Start with Accounts and Work Your Way Down
We usually recommend deduping in this order: Account, Contact, Lead to Lead, Lead to Contact, Lead to Account, Opportunity, and Custom Objects. If you clean up parent objects first and then move on to the children, you can use the parent IDs to improve matching of child objects.
For example, if there’s only one “Example Inc.” in the database, it’s easier to identify child Contacts “J. Smith” and “John Smith” as duplicates. If these Contacts were attached to separate (duplicate) Accounts, establishing a match would be more difficult.
Develop a Multi-pass Dedupe Process
For each type of object, we recommend that you start with rigid matching criteria (i.e., exact field matches) and then dedupe several times with progressively looser matching criteria (e.g., fuzzy matching options, fewer fields). This will enable you to find duplicates faster and build confidence in data quality knowing that you’ve properly accounted for typos, different abbreviations and other data variations. DemandTools ships with a variety of prebuilt scenarios to assist you with this multi-pass approach.To keep you from being overwhelmed by the quantity of search results, we also recommend you place limits on what data will be scrutinized in each deduping pass. For example, you can break each pass up by state, creation date, or Account name (i.e., Accounts names beginning with a range of letters). Of course, if you’re only concerned with a certain subset of the database, such as the data generated at a recent tradeshow, then creating a limited deduping pass is a no-brainer.
Since there is no “undo” here, you should also view multi-pass deduping as a sensible precaution.
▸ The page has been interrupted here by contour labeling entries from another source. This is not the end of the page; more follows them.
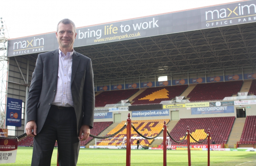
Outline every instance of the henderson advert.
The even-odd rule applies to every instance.
[[[78,28],[74,47],[255,22],[256,5],[256,0],[230,3]],[[7,56],[58,47],[55,32],[25,37],[8,41]]]

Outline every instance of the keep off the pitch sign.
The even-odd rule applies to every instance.
[[[74,47],[256,22],[256,0],[78,28]],[[55,33],[11,40],[8,57],[54,50]]]

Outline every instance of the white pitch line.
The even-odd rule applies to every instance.
[[[256,160],[252,160],[252,161],[248,161],[247,162],[246,162],[245,163],[241,163],[241,164],[238,164],[237,165],[233,165],[233,166],[235,166],[236,165],[242,165],[242,164],[243,164],[245,163],[249,163],[250,162],[251,162],[252,161],[256,161]]]

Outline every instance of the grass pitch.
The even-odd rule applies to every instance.
[[[30,165],[32,148],[19,147],[16,163],[2,164],[1,166]],[[57,148],[55,148],[51,165],[57,164]],[[233,166],[256,160],[256,152],[242,151],[211,151],[211,166]],[[163,165],[163,152],[161,150],[132,150],[131,165],[156,166]],[[192,165],[207,165],[206,151],[191,151]],[[78,166],[117,166],[126,165],[126,149],[80,149]],[[251,162],[242,166],[255,165]],[[187,166],[188,152],[167,150],[167,165]]]

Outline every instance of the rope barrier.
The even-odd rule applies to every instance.
[[[133,128],[134,130],[136,132],[138,133],[138,134],[140,136],[141,136],[142,137],[144,138],[145,138],[146,139],[147,139],[147,140],[153,140],[153,139],[155,139],[155,138],[157,137],[158,137],[158,136],[159,136],[159,135],[160,134],[161,134],[161,133],[162,132],[163,132],[163,129],[164,129],[163,128],[162,129],[162,130],[161,130],[161,131],[160,132],[159,132],[159,133],[158,134],[157,134],[157,135],[156,136],[155,136],[154,137],[147,137],[146,136],[143,136],[143,135],[142,135],[142,134],[141,134],[138,131],[138,130],[137,130],[137,129],[136,129],[136,128],[134,127],[134,126],[133,125],[133,124],[132,123],[131,124],[131,126],[132,126],[132,128]]]
[[[205,140],[206,140],[206,139],[207,139],[207,138],[208,138],[208,136],[209,136],[209,134],[208,134],[207,135],[207,136],[206,136],[206,137],[205,138],[204,140],[203,140],[202,141],[197,141],[196,140],[195,140],[195,139],[193,137],[192,135],[191,135],[191,134],[190,133],[189,133],[189,135],[190,135],[190,136],[191,137],[191,138],[192,138],[192,139],[194,140],[196,142],[197,142],[198,143],[202,143],[204,142],[204,141],[205,141]]]
[[[93,137],[95,138],[97,138],[98,139],[105,139],[106,138],[109,138],[112,137],[116,135],[117,134],[118,134],[118,133],[123,131],[124,130],[124,129],[126,127],[126,126],[127,125],[127,122],[126,122],[125,124],[124,124],[124,125],[123,127],[122,127],[121,129],[119,130],[118,131],[116,132],[111,135],[109,135],[107,136],[95,136],[94,135],[93,135],[92,134],[90,134],[89,135],[89,136],[90,137]]]
[[[168,135],[171,138],[171,139],[173,141],[174,141],[174,142],[176,142],[177,143],[180,143],[181,142],[183,142],[185,140],[185,138],[186,138],[186,137],[187,137],[187,136],[188,135],[188,132],[187,132],[186,133],[186,135],[185,135],[185,137],[184,137],[183,138],[183,139],[182,139],[180,141],[176,141],[176,140],[175,140],[172,137],[171,137],[171,135],[170,135],[170,133],[169,133],[169,132],[168,132],[168,130],[167,130],[167,134],[168,134]]]

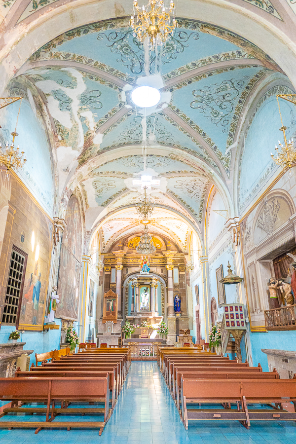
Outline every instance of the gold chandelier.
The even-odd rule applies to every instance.
[[[5,98],[6,99],[15,99],[9,102],[9,103],[7,103],[5,105],[4,105],[4,106],[1,106],[1,108],[4,108],[4,106],[7,106],[8,105],[10,105],[10,103],[13,103],[14,102],[16,102],[17,100],[20,100],[21,101],[18,113],[17,114],[17,118],[16,119],[15,129],[14,131],[13,131],[13,132],[10,133],[11,134],[11,136],[12,136],[12,142],[11,143],[11,145],[10,147],[9,147],[8,143],[7,142],[6,144],[5,151],[3,153],[2,153],[0,151],[0,165],[4,165],[4,166],[6,167],[7,170],[7,175],[8,176],[8,174],[11,168],[13,168],[14,170],[17,170],[19,168],[22,168],[22,167],[24,166],[24,165],[27,162],[27,159],[23,158],[24,157],[24,154],[25,154],[25,152],[24,151],[21,151],[21,155],[20,155],[19,154],[19,146],[18,146],[17,148],[15,149],[14,149],[14,139],[17,136],[18,136],[18,134],[16,132],[16,127],[17,126],[19,115],[20,114],[22,98],[0,98],[0,99],[1,98]],[[0,149],[1,149],[1,144],[0,144]]]
[[[145,220],[151,217],[154,204],[151,202],[150,198],[147,198],[146,196],[146,190],[147,186],[144,186],[144,197],[141,197],[140,202],[136,202],[136,209],[139,215]]]
[[[151,255],[156,251],[152,237],[148,234],[148,228],[147,225],[144,226],[144,234],[142,234],[140,238],[139,244],[136,249],[137,253],[143,256]]]
[[[163,0],[149,0],[142,9],[134,0],[134,14],[130,26],[141,43],[148,37],[152,47],[162,44],[173,36],[178,23],[175,18],[175,3],[171,0],[169,8],[165,8]]]
[[[280,104],[278,98],[280,97],[284,100],[291,102],[292,103],[296,104],[296,94],[278,94],[276,96],[278,106],[279,107],[279,111],[281,117],[281,122],[282,122],[282,126],[280,128],[280,130],[283,131],[284,134],[284,141],[285,146],[284,146],[279,141],[279,147],[275,146],[275,150],[277,152],[277,157],[275,157],[272,153],[270,153],[270,155],[273,160],[277,165],[280,165],[282,168],[288,168],[290,169],[293,163],[296,162],[296,151],[294,147],[294,142],[293,138],[287,142],[286,137],[286,130],[288,129],[287,126],[285,126],[283,124],[283,120],[282,119],[282,114],[281,113],[281,109],[280,108]],[[280,148],[280,150],[279,150]]]

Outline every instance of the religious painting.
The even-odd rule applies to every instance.
[[[110,290],[104,295],[104,305],[103,311],[103,323],[108,321],[112,321],[115,324],[117,322],[118,295],[111,290]]]
[[[89,281],[89,297],[88,298],[88,316],[92,317],[94,308],[95,296],[95,282],[92,279]]]
[[[56,318],[78,319],[82,247],[80,205],[76,196],[69,199],[65,214],[67,227],[63,234],[59,270],[58,294],[61,302]]]
[[[223,265],[221,264],[218,268],[216,268],[216,279],[217,281],[217,290],[218,293],[218,304],[221,307],[223,304],[226,303],[226,295],[225,294],[225,287],[224,284],[220,282],[223,277]]]
[[[140,311],[150,311],[150,286],[141,285],[140,287]]]
[[[27,263],[23,270],[23,285],[20,289],[19,317],[16,328],[20,330],[41,331],[43,330],[47,293],[53,223],[13,174],[10,176],[9,180],[9,205],[17,209],[14,214],[8,212],[6,224],[5,220],[3,221],[5,230],[0,258],[0,275],[3,276],[3,280],[0,306],[6,303],[6,292],[8,287],[11,289],[9,274],[13,252],[22,251],[27,257]],[[8,260],[4,260],[4,258]],[[7,299],[7,303],[8,305],[11,303],[9,298]],[[9,309],[11,308],[11,305]]]
[[[194,287],[194,289],[195,290],[195,297],[196,297],[196,305],[198,305],[199,304],[199,287],[198,284],[196,284]]]

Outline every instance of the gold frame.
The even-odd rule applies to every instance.
[[[111,313],[110,313],[110,314],[107,314],[107,311],[106,309],[107,305],[107,299],[110,297],[113,297],[115,298],[115,315],[111,314]],[[106,324],[107,321],[112,321],[114,324],[117,324],[118,303],[118,295],[117,293],[114,293],[114,292],[112,292],[111,290],[110,290],[109,291],[107,292],[107,293],[104,293],[102,320],[103,324]]]

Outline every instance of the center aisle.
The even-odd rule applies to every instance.
[[[115,410],[98,443],[104,444],[294,444],[294,423],[181,422],[156,362],[133,362]],[[80,440],[83,438],[83,433]],[[65,442],[65,443],[67,441]],[[82,443],[79,440],[77,443]],[[87,441],[83,443],[86,444]],[[89,442],[95,442],[93,436]]]

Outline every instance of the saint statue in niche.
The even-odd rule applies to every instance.
[[[110,298],[107,299],[106,302],[106,312],[107,314],[114,314],[116,309],[116,299],[115,298]]]
[[[140,309],[142,311],[149,311],[150,309],[150,288],[149,287],[141,287],[140,300]]]
[[[180,313],[181,311],[181,300],[179,297],[178,294],[175,296],[175,300],[174,301],[174,310],[175,312]]]
[[[150,271],[150,256],[148,256],[148,259],[146,259],[146,257],[142,256],[141,258],[141,270],[143,273],[149,273]]]

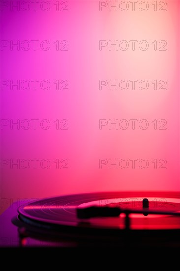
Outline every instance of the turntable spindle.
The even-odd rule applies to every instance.
[[[143,200],[143,208],[148,208],[149,207],[149,200],[148,199],[145,198]]]

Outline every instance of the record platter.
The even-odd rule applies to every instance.
[[[178,192],[61,196],[12,205],[0,216],[1,246],[180,246]]]

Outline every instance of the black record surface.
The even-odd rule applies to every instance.
[[[176,192],[102,192],[66,195],[43,199],[19,208],[19,218],[27,224],[50,230],[66,228],[123,230],[124,215],[119,217],[79,219],[77,208],[113,206],[132,209],[141,206],[144,198],[149,200],[150,210],[180,212],[179,194]],[[180,217],[174,215],[130,214],[133,230],[179,229]]]

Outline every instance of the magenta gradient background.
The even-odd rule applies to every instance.
[[[127,1],[128,2],[128,1]],[[39,8],[25,12],[1,11],[1,40],[47,40],[48,51],[9,46],[1,51],[1,80],[47,79],[52,87],[28,90],[9,86],[0,90],[2,119],[47,119],[47,130],[10,126],[1,130],[1,158],[49,160],[48,169],[1,170],[1,211],[17,199],[100,191],[179,191],[180,1],[166,0],[166,12],[155,12],[150,1],[146,12],[99,11],[98,0],[69,0],[68,11]],[[62,1],[60,1],[60,3]],[[140,1],[139,1],[140,2]],[[159,2],[157,1],[157,2]],[[56,51],[53,42],[66,40],[68,51]],[[133,51],[107,48],[112,42],[145,40],[150,48]],[[154,51],[151,43],[166,40],[167,51]],[[56,90],[56,80],[67,80],[68,90]],[[99,89],[100,79],[147,80],[148,90]],[[151,82],[166,80],[166,90],[154,90]],[[39,85],[38,85],[39,86]],[[151,86],[151,87],[150,86]],[[67,119],[69,129],[56,130],[53,121]],[[99,129],[100,119],[166,119],[167,130]],[[57,158],[66,158],[68,169],[56,169]],[[142,169],[99,168],[100,158],[146,158]],[[155,158],[167,161],[167,169],[155,169]]]

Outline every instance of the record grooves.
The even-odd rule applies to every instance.
[[[26,204],[12,222],[21,245],[180,246],[180,206],[175,192],[87,193]]]

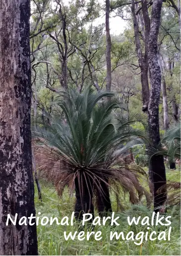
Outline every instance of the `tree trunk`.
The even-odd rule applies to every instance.
[[[106,90],[108,92],[111,91],[111,39],[110,30],[110,0],[106,0]]]
[[[94,215],[92,203],[93,184],[92,180],[90,181],[86,174],[85,176],[81,174],[79,176],[79,179],[77,176],[74,180],[76,197],[75,217],[78,220],[81,220],[84,213],[92,213]]]
[[[108,179],[105,179],[104,177],[102,179],[105,180],[106,183],[100,180],[99,189],[97,188],[97,205],[100,216],[112,212],[109,186],[106,184],[108,183]]]
[[[37,255],[30,130],[30,0],[0,1],[0,255]],[[6,226],[8,214],[16,225]]]
[[[162,91],[163,97],[163,106],[164,109],[164,129],[166,130],[169,127],[169,108],[167,102],[167,89],[166,83],[165,82],[165,75],[164,70],[163,69],[162,61],[161,59],[160,54],[158,54],[158,63],[160,65],[161,73],[162,75],[162,83],[161,87]]]
[[[151,91],[148,106],[149,134],[153,145],[160,142],[159,106],[161,87],[161,74],[158,61],[158,36],[161,21],[162,0],[155,0],[152,5],[151,27],[149,40],[148,63],[150,70]],[[166,184],[164,158],[154,155],[150,161],[152,182],[154,184],[154,210],[156,212],[164,204],[167,198],[166,190],[162,192],[158,190]]]

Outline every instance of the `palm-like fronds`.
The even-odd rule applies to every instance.
[[[181,182],[176,181],[167,182],[166,185],[162,186],[158,192],[162,193],[166,188],[167,191],[167,198],[165,202],[165,205],[178,205],[181,204]]]
[[[77,202],[80,201],[77,205],[78,212],[93,211],[94,193],[104,208],[109,210],[105,205],[110,200],[111,181],[121,184],[129,193],[132,202],[137,200],[136,191],[139,195],[145,192],[133,168],[115,167],[119,157],[115,152],[120,145],[136,138],[143,139],[145,134],[131,126],[136,122],[143,121],[140,116],[128,119],[113,113],[120,108],[113,95],[95,93],[90,88],[82,94],[71,90],[57,102],[63,112],[63,118],[57,118],[51,126],[42,126],[33,132],[47,152],[45,154],[49,162],[47,168],[49,165],[51,168],[52,161],[60,163],[57,171],[54,171],[58,173],[60,182],[65,184],[68,180],[73,181]],[[111,97],[110,100],[107,97]]]

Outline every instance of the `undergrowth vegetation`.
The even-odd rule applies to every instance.
[[[180,171],[176,170],[167,172],[167,180],[170,181],[180,181]],[[35,204],[37,215],[41,212],[40,217],[43,216],[57,217],[60,219],[67,216],[70,217],[74,210],[74,195],[70,201],[69,191],[67,188],[64,191],[62,198],[60,199],[55,191],[55,187],[50,183],[40,181],[42,202],[38,199],[37,191],[36,189]],[[75,222],[73,226],[60,226],[54,224],[52,226],[48,224],[45,226],[38,226],[39,251],[40,255],[181,255],[180,250],[180,210],[179,206],[169,208],[167,215],[171,215],[172,227],[171,241],[143,241],[140,246],[137,246],[133,241],[109,239],[111,231],[118,233],[123,232],[125,234],[129,231],[133,231],[134,234],[144,231],[144,227],[141,224],[137,226],[129,226],[127,217],[141,216],[143,218],[146,216],[151,216],[152,210],[148,209],[144,205],[132,205],[129,203],[129,198],[122,199],[125,210],[122,212],[117,211],[116,199],[111,194],[113,211],[120,217],[119,226],[111,226],[108,224],[105,226],[96,225],[94,231],[102,231],[102,239],[100,241],[95,240],[91,237],[90,240],[80,241],[76,238],[74,241],[68,240],[66,241],[63,232],[75,232],[78,231],[77,222]],[[145,204],[144,204],[144,205]],[[95,216],[98,213],[95,213]],[[145,227],[146,229],[147,226]],[[166,227],[152,227],[151,230],[159,232],[168,228]],[[92,231],[92,227],[85,227],[84,231]],[[167,232],[168,231],[167,231]]]

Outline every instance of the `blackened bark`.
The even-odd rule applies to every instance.
[[[107,78],[106,78],[106,90],[108,92],[111,91],[111,39],[110,29],[110,1],[106,0],[106,66],[107,66]]]
[[[0,255],[37,255],[30,130],[30,0],[0,1]],[[17,221],[6,226],[9,214]]]
[[[180,118],[180,112],[179,111],[179,107],[177,104],[175,96],[174,96],[171,101],[172,108],[172,114],[176,121],[178,121]]]
[[[143,1],[144,2],[144,1]],[[143,3],[142,3],[142,4],[144,7],[144,2]],[[142,52],[141,43],[139,39],[138,22],[137,17],[136,15],[135,3],[134,0],[132,0],[131,2],[131,13],[132,20],[133,21],[135,43],[136,45],[136,52],[138,57],[139,65],[141,70],[141,82],[143,101],[142,111],[143,112],[147,112],[148,111],[149,99],[149,88],[148,77],[148,41],[150,28],[149,18],[149,16],[148,18],[147,16],[147,13],[145,12],[145,13],[144,13],[143,15],[143,18],[144,18],[144,22],[145,23],[145,53],[143,56]],[[146,23],[145,23],[146,22]]]
[[[65,89],[67,89],[67,51],[68,46],[67,42],[66,40],[66,35],[65,29],[66,28],[66,14],[63,14],[61,10],[61,5],[60,4],[59,13],[61,20],[62,31],[63,31],[63,43],[64,45],[64,54],[63,50],[62,50],[62,80],[63,81],[63,88]]]
[[[163,69],[162,60],[161,59],[160,54],[158,55],[158,62],[160,65],[161,75],[162,75],[162,91],[163,97],[163,106],[164,109],[164,129],[166,130],[169,128],[169,107],[168,106],[167,102],[167,88],[166,83],[165,79],[165,75]]]
[[[80,171],[83,172],[84,171]],[[94,207],[92,202],[93,184],[86,174],[77,176],[74,179],[76,202],[75,217],[81,220],[84,213],[91,213],[94,216]]]
[[[175,162],[173,162],[173,161],[171,161],[170,163],[170,169],[171,170],[175,170],[176,169],[176,163]]]
[[[97,205],[99,214],[100,216],[106,215],[108,212],[112,212],[112,208],[109,190],[108,179],[102,179],[105,182],[100,180],[99,188],[97,188]]]
[[[161,87],[161,74],[158,61],[157,41],[161,21],[162,0],[154,0],[152,5],[151,26],[148,45],[148,63],[150,71],[151,91],[148,106],[149,134],[154,145],[160,142],[159,106]],[[152,182],[154,184],[155,211],[158,211],[167,198],[166,189],[162,193],[158,191],[166,184],[164,158],[162,155],[154,155],[150,161]]]
[[[34,154],[33,152],[32,151],[32,163],[33,163],[33,171],[35,174],[35,182],[37,186],[37,189],[38,189],[38,199],[39,200],[40,200],[41,202],[42,202],[42,193],[41,191],[41,186],[40,184],[39,183],[39,181],[38,180],[38,175],[37,175],[37,170],[36,168],[36,163],[35,163],[35,159],[34,157]]]

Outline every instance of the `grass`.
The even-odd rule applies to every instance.
[[[179,170],[173,171],[167,171],[167,177],[169,180],[180,181],[181,172]],[[74,200],[72,202],[68,200],[69,191],[65,189],[63,198],[60,200],[57,196],[55,188],[51,184],[41,181],[43,202],[38,200],[37,191],[35,187],[35,204],[37,214],[40,212],[41,217],[46,216],[48,217],[57,217],[60,219],[65,216],[70,216],[74,209]],[[126,199],[122,198],[122,201]],[[116,212],[117,207],[116,200],[112,196],[113,210]],[[180,209],[174,207],[169,210],[167,213],[172,216],[172,230],[171,232],[171,241],[144,241],[140,246],[137,246],[133,241],[113,240],[109,239],[111,231],[116,231],[118,233],[123,232],[125,234],[132,230],[136,234],[140,231],[146,229],[141,224],[137,226],[128,225],[127,217],[141,216],[150,216],[152,214],[151,210],[148,210],[144,206],[130,206],[125,203],[126,210],[123,212],[117,212],[120,217],[119,226],[111,226],[109,224],[105,226],[96,226],[93,230],[92,226],[90,225],[85,227],[84,231],[94,230],[96,232],[101,231],[102,234],[102,239],[96,241],[93,237],[90,238],[89,241],[86,240],[79,241],[76,239],[75,240],[68,240],[66,241],[63,236],[63,232],[66,231],[74,232],[78,230],[77,223],[75,223],[73,226],[60,226],[53,224],[52,226],[48,224],[37,227],[38,239],[39,244],[39,252],[40,255],[181,255],[180,240]],[[96,214],[96,216],[97,215]],[[166,227],[152,227],[152,230],[157,232],[166,230]],[[168,232],[168,230],[167,231]]]

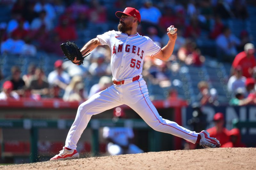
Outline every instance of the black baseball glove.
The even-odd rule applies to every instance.
[[[61,48],[61,50],[66,57],[64,59],[68,58],[68,60],[67,60],[67,61],[71,60],[74,64],[78,64],[79,65],[83,64],[83,61],[84,58],[91,54],[89,53],[84,56],[84,55],[88,52],[90,50],[88,50],[85,53],[82,55],[82,53],[80,51],[80,49],[77,47],[76,44],[73,42],[68,41],[67,42],[61,44],[60,46]],[[75,63],[73,62],[75,57],[76,57],[77,60],[80,60],[79,63]]]

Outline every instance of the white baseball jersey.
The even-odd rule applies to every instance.
[[[145,56],[159,52],[161,48],[148,37],[137,33],[128,35],[112,30],[97,37],[111,49],[111,69],[114,79],[122,80],[141,75]]]

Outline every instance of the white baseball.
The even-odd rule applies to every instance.
[[[174,30],[175,29],[174,27],[169,27],[169,32],[171,34],[173,34],[176,32],[176,31]]]

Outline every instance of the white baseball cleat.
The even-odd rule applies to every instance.
[[[63,147],[63,149],[60,151],[60,153],[51,159],[50,160],[65,160],[79,158],[79,153],[76,150],[69,150]]]
[[[210,134],[206,130],[203,130],[199,133],[201,136],[200,144],[204,148],[219,148],[220,142],[216,138],[210,137]]]

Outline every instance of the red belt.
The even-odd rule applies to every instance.
[[[132,82],[138,80],[140,79],[140,76],[137,76],[132,78]],[[123,85],[124,84],[124,80],[113,80],[113,83],[116,85]]]

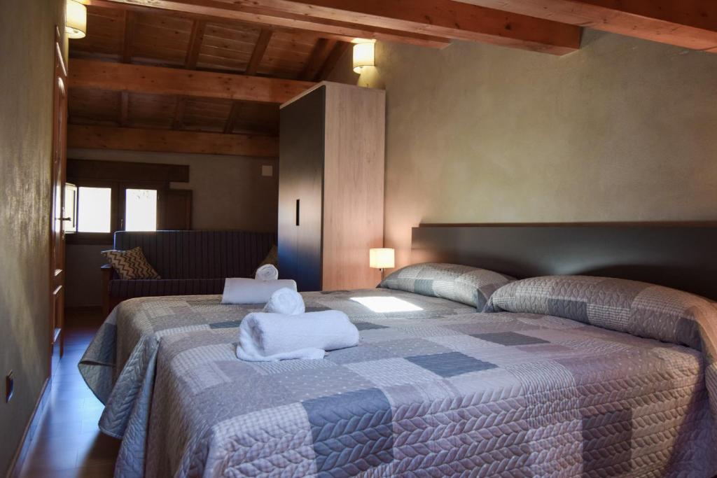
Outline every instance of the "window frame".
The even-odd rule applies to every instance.
[[[77,179],[68,178],[67,182],[77,188],[77,206],[79,208],[80,188],[109,188],[111,206],[110,209],[110,232],[82,232],[77,231],[65,236],[67,244],[114,244],[115,233],[124,231],[127,189],[153,189],[157,191],[157,230],[160,230],[161,197],[168,184],[156,181],[106,181],[100,179]],[[77,224],[82,219],[79,211],[75,211]]]

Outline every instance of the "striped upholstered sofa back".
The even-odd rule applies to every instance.
[[[275,242],[271,232],[118,231],[114,247],[141,247],[162,279],[224,279],[252,277]]]

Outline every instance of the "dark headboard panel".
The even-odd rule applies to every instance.
[[[717,223],[425,224],[412,262],[641,280],[717,300]]]

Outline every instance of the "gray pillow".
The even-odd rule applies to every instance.
[[[523,279],[495,291],[483,311],[554,315],[696,350],[717,338],[717,308],[706,299],[624,279]]]
[[[493,292],[512,280],[513,277],[485,269],[426,262],[399,269],[379,287],[448,299],[480,310]]]

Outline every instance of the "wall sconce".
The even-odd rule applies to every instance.
[[[361,75],[364,67],[376,65],[376,40],[353,40],[353,71]]]
[[[369,267],[372,269],[380,269],[381,275],[384,274],[384,269],[391,269],[395,266],[394,249],[387,247],[369,249]]]
[[[87,32],[87,7],[77,0],[67,0],[65,32],[68,38],[85,38]]]

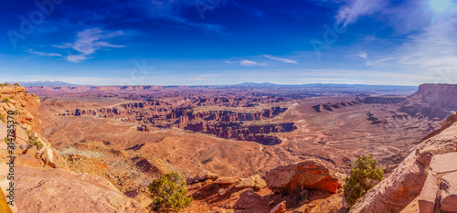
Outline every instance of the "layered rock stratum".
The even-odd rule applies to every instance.
[[[109,181],[66,170],[66,160],[40,134],[38,97],[19,86],[2,86],[0,95],[2,120],[13,121],[8,115],[14,118],[15,142],[9,149],[14,147],[13,154],[5,143],[0,144],[0,186],[8,196],[6,189],[14,186],[15,202],[9,205],[13,212],[146,212]],[[7,126],[0,124],[3,140]],[[14,175],[6,164],[9,159],[15,163]]]
[[[387,178],[357,200],[350,212],[400,212],[420,195],[421,196],[419,197],[420,205],[416,207],[422,206],[423,209],[420,212],[433,212],[436,206],[439,208],[440,204],[435,204],[439,188],[436,176],[448,172],[455,173],[452,169],[451,171],[440,169],[442,166],[454,165],[455,158],[436,157],[457,152],[455,118],[455,115],[450,116],[436,132],[437,133],[432,133],[428,139],[414,146],[410,154]],[[430,164],[432,159],[435,161]],[[428,184],[426,180],[429,180]],[[444,195],[441,197],[447,197]],[[426,202],[429,204],[425,204]],[[446,204],[446,201],[443,203]],[[444,209],[449,210],[449,208]]]

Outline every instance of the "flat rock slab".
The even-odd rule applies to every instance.
[[[100,176],[23,165],[15,174],[18,212],[147,212]]]
[[[430,167],[436,173],[457,171],[457,153],[434,155]]]
[[[457,211],[457,172],[446,174],[440,185],[441,190],[441,211]]]
[[[436,173],[430,171],[422,191],[420,191],[420,196],[419,196],[419,209],[422,213],[432,213],[435,208],[436,193],[438,192],[436,178]]]

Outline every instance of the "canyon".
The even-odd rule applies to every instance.
[[[74,176],[78,186],[109,195],[115,200],[109,206],[123,206],[125,212],[152,210],[148,184],[170,172],[187,179],[188,195],[194,197],[183,212],[346,212],[342,186],[349,163],[374,154],[390,183],[377,187],[408,178],[410,175],[399,168],[413,167],[408,163],[412,162],[410,150],[425,152],[424,144],[452,130],[453,120],[446,118],[457,108],[456,87],[434,84],[420,85],[417,91],[409,87],[250,84],[14,90],[14,95],[0,93],[14,97],[18,122],[28,131],[20,134],[35,133],[52,154],[45,156],[24,142],[24,149],[16,151],[22,186],[35,178],[49,181],[42,187],[60,188],[65,185],[58,179]],[[12,107],[2,104],[1,113]],[[422,177],[418,176],[416,191],[405,192],[395,208],[383,209],[401,210],[413,202]],[[384,208],[376,204],[377,197],[399,189],[377,190],[350,210]]]

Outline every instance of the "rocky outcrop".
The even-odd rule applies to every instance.
[[[238,183],[235,187],[236,188],[254,188],[256,190],[260,190],[262,187],[267,186],[267,183],[265,180],[261,178],[260,175],[254,175],[250,177],[241,179],[239,183]]]
[[[453,159],[455,161],[455,158]],[[457,171],[446,174],[440,184],[440,210],[457,211]]]
[[[282,194],[292,194],[303,189],[336,193],[342,187],[335,175],[317,159],[278,166],[268,171],[265,177],[269,188]]]
[[[218,99],[217,99],[218,100]],[[148,125],[165,128],[179,127],[193,132],[202,132],[226,139],[253,141],[265,145],[279,144],[282,141],[274,133],[292,132],[296,129],[293,122],[244,125],[243,122],[274,118],[287,108],[271,107],[254,112],[231,111],[198,111],[188,107],[175,107],[170,103],[153,101],[122,103],[112,107],[76,109],[58,113],[59,116],[96,116],[116,118],[122,122],[139,123],[137,130],[147,132]]]
[[[0,116],[5,120],[8,111],[16,112],[15,121],[32,133],[41,133],[39,98],[18,86],[0,87]]]
[[[457,85],[425,83],[419,87],[410,99],[420,101],[430,106],[455,111],[457,109]]]
[[[21,165],[16,171],[19,212],[147,212],[99,176]]]
[[[276,205],[271,211],[270,213],[284,213],[286,212],[286,201],[282,201]]]
[[[409,155],[386,179],[359,198],[350,211],[399,212],[420,195],[424,186],[423,190],[433,191],[432,186],[425,185],[428,176],[433,178],[430,175],[433,172],[430,162],[435,155],[457,152],[457,123],[445,123],[437,133],[413,147]],[[454,163],[442,162],[446,164]],[[424,200],[431,199],[424,197]]]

Using a multi-pass strategy, you can also minimize any chance of experiencing problems related to Salesforce API call limits, the amount of computer RAM, or how long it takes to apply a Master Rule.
Schedule Automatic Deduping Runs
After you’ve developed some effective deduping scenarios, we recommend that you schedule them to run on a regular basis, and thus maintain data quality. Over time, you can incrementally improve data quality by modifying these scenarios and adding new ones to the schedule.